By using BGP, you can perform Internet peering directly between the switch and another edge router. In such a scenario, you can use each switch for aggregation and link it with a Layer 3 edge router, as shown in the following figure.
In cases where the Internet connection is single-homed, to reduce the size of the routing table, as a best practice, advertise Internet routes as the default route to the IGP.
For route scaling information, see VOSS Release Notes.
You can implement BGP so that autonomous routing domains, such as OSPF routing domains, connect. This connection allows the two different networks to begin communicating quickly over a common infrastructure, thus providing additional time to plan the IGP merger. Such a scenario is particularly effective when you need to merge two OSPF area 0.0.0.0s, as shown in the following figure.
You can perform edge aggregation with multiple point of presence or edge concentrations. The switch supports 12 pairs (peering services). You can use BGP to inject dynamic routes rather than using static routes or RIP (see the following figure).
You can use the platform as a peering point between different regions or autonomous systems (AS) that belong to the same ISP. In such cases, you can define a region as an OSPF area, an AS, or a part of an AS.
You can divide the AS into multiple regions that each run different IGPs. Interconnect regions logically by using a full iBGP mesh. Each region then injects its IGP routes into iBGP and also injects a default route inside the region. For destinations that do not belong to the region, each region defaults to the BGP border router.

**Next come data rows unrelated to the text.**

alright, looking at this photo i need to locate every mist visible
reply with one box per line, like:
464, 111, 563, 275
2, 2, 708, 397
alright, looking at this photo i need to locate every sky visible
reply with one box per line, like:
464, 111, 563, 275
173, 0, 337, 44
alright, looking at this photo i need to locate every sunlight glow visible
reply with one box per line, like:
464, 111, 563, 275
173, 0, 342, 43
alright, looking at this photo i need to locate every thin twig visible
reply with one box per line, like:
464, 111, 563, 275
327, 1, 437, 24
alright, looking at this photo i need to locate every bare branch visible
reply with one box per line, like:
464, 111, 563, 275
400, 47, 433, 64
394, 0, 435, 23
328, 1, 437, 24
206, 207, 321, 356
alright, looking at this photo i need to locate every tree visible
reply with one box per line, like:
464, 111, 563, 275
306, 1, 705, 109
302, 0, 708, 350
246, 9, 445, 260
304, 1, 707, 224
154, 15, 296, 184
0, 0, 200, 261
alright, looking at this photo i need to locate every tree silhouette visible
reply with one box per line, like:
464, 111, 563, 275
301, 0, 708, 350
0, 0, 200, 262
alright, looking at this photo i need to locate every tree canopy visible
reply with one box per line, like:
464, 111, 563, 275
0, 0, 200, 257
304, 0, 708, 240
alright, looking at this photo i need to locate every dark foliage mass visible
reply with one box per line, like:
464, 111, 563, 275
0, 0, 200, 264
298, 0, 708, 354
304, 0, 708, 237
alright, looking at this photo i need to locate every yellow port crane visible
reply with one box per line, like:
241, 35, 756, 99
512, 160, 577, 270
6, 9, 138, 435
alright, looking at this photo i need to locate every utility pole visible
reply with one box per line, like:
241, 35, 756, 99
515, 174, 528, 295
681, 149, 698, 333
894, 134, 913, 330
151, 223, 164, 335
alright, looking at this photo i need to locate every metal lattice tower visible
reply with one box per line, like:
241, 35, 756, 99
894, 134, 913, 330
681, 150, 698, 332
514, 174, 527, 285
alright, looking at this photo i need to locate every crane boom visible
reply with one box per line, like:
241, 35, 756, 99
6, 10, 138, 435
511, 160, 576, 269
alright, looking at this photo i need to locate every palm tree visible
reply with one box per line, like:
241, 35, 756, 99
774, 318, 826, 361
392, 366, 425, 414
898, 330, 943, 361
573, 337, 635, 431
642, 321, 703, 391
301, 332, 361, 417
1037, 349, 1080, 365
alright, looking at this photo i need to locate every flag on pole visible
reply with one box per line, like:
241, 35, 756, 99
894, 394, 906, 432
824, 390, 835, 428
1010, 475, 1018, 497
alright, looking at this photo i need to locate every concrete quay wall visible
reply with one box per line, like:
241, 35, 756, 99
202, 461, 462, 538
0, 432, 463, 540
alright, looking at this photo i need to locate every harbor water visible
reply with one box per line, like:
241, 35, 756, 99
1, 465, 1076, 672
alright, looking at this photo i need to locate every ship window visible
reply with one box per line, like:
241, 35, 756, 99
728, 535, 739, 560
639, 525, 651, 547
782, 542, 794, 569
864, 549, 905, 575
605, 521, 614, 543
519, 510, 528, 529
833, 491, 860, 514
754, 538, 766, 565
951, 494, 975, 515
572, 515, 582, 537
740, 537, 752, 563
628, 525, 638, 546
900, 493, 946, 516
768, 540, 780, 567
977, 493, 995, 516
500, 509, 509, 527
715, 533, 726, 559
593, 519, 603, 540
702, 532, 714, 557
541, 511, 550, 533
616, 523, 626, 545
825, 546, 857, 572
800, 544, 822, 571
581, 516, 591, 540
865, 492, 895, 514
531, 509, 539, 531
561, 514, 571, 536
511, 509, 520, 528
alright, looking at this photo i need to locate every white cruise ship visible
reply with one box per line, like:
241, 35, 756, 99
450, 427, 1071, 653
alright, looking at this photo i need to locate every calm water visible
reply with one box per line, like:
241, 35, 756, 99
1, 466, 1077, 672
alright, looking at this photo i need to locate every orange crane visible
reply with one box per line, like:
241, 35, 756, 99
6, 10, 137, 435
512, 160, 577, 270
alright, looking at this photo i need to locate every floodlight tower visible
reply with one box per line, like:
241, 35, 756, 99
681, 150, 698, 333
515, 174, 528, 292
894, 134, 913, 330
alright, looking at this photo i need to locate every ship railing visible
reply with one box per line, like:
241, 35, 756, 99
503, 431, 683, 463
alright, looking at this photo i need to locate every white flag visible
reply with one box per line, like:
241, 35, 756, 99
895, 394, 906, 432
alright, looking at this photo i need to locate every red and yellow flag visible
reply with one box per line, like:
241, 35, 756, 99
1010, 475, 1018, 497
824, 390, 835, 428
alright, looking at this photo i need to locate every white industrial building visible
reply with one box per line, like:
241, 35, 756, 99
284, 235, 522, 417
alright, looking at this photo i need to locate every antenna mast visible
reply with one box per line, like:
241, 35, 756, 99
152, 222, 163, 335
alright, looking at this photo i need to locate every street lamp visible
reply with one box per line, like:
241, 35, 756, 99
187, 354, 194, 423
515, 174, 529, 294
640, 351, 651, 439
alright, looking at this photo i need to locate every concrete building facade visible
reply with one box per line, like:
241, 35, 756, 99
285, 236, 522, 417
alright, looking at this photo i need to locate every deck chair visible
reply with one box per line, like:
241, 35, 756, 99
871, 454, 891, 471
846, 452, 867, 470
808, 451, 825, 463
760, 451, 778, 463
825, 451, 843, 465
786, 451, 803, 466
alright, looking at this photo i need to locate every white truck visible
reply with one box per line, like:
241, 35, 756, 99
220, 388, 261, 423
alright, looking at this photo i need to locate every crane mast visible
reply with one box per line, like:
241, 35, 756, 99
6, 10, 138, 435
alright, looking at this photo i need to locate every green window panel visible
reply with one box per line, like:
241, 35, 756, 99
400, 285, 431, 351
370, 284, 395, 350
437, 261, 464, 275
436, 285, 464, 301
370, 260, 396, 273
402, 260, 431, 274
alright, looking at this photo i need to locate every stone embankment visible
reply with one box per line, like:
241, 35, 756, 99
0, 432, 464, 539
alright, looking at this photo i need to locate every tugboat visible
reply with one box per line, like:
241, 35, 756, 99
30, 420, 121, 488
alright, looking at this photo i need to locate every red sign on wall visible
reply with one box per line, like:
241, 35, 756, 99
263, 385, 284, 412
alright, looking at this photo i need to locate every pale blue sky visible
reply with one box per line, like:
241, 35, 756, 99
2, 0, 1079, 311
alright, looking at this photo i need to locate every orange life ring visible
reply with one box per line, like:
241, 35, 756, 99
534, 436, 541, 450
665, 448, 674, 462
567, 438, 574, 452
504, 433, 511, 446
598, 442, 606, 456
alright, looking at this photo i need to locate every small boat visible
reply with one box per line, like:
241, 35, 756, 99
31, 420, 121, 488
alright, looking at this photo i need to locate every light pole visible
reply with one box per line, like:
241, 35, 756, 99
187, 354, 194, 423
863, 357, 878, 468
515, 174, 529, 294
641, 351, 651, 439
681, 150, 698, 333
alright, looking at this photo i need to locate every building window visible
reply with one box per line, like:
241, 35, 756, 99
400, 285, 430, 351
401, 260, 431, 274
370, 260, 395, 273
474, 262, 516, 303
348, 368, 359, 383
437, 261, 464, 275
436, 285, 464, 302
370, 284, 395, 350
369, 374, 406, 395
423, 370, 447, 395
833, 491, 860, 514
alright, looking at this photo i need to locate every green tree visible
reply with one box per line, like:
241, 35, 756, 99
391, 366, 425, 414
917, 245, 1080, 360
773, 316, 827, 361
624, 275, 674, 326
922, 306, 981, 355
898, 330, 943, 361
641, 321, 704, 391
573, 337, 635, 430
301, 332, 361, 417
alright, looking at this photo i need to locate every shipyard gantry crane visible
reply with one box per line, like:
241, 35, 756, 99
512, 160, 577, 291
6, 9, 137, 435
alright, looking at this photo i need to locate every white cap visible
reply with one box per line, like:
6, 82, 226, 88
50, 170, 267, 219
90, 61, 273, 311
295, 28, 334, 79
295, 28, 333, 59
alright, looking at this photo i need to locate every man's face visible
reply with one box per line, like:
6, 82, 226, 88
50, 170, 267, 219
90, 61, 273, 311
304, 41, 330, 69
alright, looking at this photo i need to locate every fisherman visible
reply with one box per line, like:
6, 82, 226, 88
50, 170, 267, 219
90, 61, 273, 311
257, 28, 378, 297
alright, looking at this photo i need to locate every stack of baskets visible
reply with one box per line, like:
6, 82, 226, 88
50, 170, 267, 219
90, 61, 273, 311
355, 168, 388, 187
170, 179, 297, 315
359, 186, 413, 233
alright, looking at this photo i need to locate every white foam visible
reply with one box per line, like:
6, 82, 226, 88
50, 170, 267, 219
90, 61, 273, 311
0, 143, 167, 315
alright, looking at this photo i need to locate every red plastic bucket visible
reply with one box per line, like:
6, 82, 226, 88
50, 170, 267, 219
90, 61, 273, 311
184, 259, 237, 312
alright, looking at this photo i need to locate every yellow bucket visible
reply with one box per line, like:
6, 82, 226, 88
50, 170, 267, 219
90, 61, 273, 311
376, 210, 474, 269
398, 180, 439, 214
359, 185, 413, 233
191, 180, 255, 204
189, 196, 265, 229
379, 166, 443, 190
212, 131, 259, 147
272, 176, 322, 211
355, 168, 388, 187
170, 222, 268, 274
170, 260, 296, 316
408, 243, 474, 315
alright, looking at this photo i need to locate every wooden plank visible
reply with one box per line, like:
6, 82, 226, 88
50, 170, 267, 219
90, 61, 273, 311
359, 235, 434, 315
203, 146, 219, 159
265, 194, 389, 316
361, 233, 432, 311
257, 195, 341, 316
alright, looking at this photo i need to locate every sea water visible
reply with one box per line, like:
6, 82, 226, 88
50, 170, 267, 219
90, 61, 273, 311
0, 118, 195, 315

Use the community parameter to differentiate between regions. To provide Internet connectivity, this scenario requires you to make your Internet connections part of the central iBGP mesh (see the following figure).

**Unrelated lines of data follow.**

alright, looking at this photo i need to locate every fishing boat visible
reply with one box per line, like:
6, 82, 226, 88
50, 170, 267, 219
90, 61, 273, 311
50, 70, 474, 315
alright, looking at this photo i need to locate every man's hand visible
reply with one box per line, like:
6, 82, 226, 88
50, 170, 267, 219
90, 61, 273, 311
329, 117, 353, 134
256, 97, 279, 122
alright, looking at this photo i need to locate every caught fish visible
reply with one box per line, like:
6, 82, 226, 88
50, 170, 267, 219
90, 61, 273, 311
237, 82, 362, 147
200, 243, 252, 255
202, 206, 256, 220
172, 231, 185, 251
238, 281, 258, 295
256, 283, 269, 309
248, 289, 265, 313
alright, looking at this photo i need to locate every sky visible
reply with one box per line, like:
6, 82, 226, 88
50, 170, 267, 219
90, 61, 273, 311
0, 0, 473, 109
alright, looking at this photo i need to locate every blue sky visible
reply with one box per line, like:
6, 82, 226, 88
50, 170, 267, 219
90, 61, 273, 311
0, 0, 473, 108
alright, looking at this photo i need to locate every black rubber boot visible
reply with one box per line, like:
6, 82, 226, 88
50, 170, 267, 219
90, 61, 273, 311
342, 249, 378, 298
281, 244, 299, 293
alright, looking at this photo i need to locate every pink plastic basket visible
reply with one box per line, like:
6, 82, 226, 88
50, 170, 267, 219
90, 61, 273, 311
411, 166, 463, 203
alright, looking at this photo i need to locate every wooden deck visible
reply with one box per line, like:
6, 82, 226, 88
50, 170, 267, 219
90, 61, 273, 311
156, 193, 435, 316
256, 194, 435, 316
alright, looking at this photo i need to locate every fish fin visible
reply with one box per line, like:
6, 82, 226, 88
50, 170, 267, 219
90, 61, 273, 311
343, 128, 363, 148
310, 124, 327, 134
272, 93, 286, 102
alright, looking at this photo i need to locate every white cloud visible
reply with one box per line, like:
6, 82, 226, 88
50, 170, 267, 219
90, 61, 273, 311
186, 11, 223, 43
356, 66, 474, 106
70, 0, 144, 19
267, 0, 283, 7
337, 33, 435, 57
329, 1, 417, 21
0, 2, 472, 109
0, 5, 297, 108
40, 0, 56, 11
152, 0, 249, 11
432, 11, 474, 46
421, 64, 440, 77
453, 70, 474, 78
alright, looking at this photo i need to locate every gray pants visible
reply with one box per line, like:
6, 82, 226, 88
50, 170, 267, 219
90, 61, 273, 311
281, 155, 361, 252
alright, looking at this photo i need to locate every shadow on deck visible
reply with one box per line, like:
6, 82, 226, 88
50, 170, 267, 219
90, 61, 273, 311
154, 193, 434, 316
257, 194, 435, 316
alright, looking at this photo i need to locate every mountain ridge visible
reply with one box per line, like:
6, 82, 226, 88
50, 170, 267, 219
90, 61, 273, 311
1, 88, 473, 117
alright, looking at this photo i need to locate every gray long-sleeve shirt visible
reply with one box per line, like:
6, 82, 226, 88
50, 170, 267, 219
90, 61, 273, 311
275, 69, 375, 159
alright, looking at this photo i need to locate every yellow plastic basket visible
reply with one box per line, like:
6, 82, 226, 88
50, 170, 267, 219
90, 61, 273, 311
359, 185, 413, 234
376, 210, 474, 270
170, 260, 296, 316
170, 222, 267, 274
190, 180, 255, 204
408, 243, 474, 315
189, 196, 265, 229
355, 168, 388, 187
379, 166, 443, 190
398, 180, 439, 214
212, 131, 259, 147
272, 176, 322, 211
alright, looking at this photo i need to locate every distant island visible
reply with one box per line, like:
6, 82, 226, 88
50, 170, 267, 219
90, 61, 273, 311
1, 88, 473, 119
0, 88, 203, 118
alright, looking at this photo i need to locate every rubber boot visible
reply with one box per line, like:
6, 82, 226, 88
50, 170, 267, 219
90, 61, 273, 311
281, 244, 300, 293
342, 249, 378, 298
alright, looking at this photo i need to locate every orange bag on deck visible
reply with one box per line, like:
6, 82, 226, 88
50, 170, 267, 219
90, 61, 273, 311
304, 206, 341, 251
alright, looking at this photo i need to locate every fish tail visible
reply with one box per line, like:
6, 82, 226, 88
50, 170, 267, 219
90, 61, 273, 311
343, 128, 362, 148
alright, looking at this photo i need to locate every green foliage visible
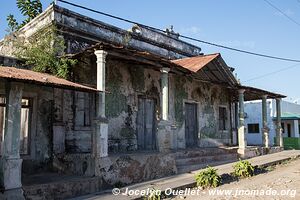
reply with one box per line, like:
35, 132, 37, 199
7, 14, 19, 32
144, 188, 161, 200
14, 26, 77, 79
233, 159, 254, 178
195, 166, 221, 188
7, 0, 43, 32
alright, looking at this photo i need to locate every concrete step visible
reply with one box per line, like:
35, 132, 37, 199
175, 148, 237, 159
177, 158, 239, 174
176, 153, 238, 166
23, 175, 104, 200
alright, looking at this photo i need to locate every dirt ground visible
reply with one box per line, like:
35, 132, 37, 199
173, 158, 300, 200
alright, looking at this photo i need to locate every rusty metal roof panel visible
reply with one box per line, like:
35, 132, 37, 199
171, 53, 220, 72
0, 66, 99, 92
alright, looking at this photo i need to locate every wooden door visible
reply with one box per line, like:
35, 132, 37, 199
287, 124, 291, 137
185, 103, 198, 147
137, 98, 156, 150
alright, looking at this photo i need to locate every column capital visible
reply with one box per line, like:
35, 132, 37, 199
238, 89, 245, 94
94, 50, 108, 60
276, 97, 282, 101
262, 94, 268, 99
161, 67, 170, 73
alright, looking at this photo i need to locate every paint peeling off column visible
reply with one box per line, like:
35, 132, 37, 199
275, 98, 283, 147
261, 95, 269, 148
237, 89, 247, 154
94, 50, 108, 159
0, 81, 25, 199
157, 67, 174, 152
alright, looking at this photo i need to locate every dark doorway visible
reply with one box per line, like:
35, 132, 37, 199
287, 123, 291, 137
185, 103, 198, 147
137, 98, 156, 150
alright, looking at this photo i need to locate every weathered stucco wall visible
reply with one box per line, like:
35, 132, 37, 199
0, 82, 53, 174
170, 74, 232, 148
104, 60, 161, 153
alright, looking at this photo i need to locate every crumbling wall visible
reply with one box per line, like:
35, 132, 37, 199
17, 84, 53, 174
96, 152, 176, 187
170, 74, 232, 148
105, 60, 161, 153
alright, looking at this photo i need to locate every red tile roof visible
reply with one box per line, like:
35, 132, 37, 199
171, 53, 220, 72
0, 66, 98, 92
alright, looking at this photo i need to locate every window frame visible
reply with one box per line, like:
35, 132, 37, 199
247, 123, 260, 134
218, 106, 228, 131
0, 95, 32, 156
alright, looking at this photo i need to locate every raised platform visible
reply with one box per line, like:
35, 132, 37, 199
21, 146, 281, 199
239, 146, 283, 158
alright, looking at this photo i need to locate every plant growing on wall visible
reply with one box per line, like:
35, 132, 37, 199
7, 0, 43, 32
233, 159, 254, 178
13, 26, 77, 79
195, 166, 221, 188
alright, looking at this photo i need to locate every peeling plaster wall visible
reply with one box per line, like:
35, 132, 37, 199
170, 74, 232, 148
0, 83, 54, 174
104, 60, 161, 153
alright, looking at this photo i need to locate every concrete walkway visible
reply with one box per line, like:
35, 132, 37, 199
71, 150, 300, 200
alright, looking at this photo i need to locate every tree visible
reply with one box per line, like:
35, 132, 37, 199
14, 26, 77, 79
7, 0, 43, 32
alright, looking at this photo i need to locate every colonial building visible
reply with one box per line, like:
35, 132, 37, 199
0, 4, 286, 199
245, 99, 300, 147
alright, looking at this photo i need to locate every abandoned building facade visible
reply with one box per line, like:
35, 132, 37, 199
0, 4, 286, 199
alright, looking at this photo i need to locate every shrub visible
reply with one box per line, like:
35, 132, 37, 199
144, 188, 161, 200
233, 159, 254, 178
195, 166, 221, 188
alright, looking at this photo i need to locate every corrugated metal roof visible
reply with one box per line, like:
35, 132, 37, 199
0, 66, 98, 92
171, 53, 220, 72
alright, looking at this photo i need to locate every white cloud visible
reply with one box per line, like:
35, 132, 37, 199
178, 26, 202, 35
274, 9, 295, 17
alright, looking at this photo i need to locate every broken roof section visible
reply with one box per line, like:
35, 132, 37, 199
0, 66, 98, 93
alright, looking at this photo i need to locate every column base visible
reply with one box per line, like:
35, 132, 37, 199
93, 117, 108, 158
157, 120, 174, 153
237, 148, 256, 159
0, 188, 25, 200
0, 157, 22, 190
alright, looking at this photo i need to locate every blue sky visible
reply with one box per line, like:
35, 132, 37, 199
1, 0, 300, 102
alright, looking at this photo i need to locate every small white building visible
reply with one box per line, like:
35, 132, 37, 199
245, 99, 300, 146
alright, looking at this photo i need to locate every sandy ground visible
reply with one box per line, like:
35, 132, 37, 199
173, 159, 300, 200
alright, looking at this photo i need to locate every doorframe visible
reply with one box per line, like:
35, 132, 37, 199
136, 96, 158, 151
183, 100, 200, 148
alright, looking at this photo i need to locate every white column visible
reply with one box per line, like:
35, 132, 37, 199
261, 95, 269, 148
238, 89, 246, 150
0, 82, 23, 190
95, 50, 108, 118
294, 120, 299, 138
94, 50, 108, 159
161, 67, 170, 121
275, 98, 283, 147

In the preceding figure, consider the following:
The AS is divided into three regions that each run different and independent IGPs.
Regions logically interconnect by using a full-mesh iBGP, which also provides Internet connectivity.
Internal non-BGP routers in each region default to the BGP border router, which contains all routes.
If the destination belongs to another region, the traffic is directed to that region; otherwise, the traffic is sent to the Internet connections according to BGP policies.
To configure multiple policies between regions, represent each region as a separate AS. Implement eBGP between autonomous systems, and implement iBGP within each AS. In such instances, each AS injects its IGP routes into BGP, where they are propagated to all other regions and the Internet.
The following figure shows the use of eBGP to join several autonomous systems.
You can obtain AS numbers from the Inter-Network Information Center (NIC) or use private AS numbers. If you use private AS numbers, be sure to design your Internet connectivity carefully. For example, you can introduce a central, well-known AS to provide interconnections between all private autonomous systems and the Internet. Before it propagates the BGP updates, this central AS strips the private AS numbers to prevent them from leaking to providers.
The following figure illustrates a design scenario in which you use multiple OSPF regions to enable peering with the Internet.
The following list provides rules related to BGP peers:
Only metric (=MED) attribute is applied to the output policy if its BGP peer is IBGP
metric (=MED) and community attributes are applied to output policy if its BGP peer is EBGP
To influence EBGP and IBGP peers with all applicable BGP attributes, configure route-map as an option to neighbor command, for example, neighbor 192.0.2.2 out-route-map policy1
When you configure the attribute-map with the aggregate command, community, metric, AS Path, and next-hop attributes are set, while the origin attribute is not set.
In a BGP session that is established with IPv4 and IPv6 capability, disabling or enabling IPv6 forwarding results in BGP session flapping due to capability negotiation. The flapping session in turn affects the IPv4 routing through BGP and the BGP session gets terminated. Ultimately, a capability negotiation takes place to re-establish the IPv4 and IPv6 capable session.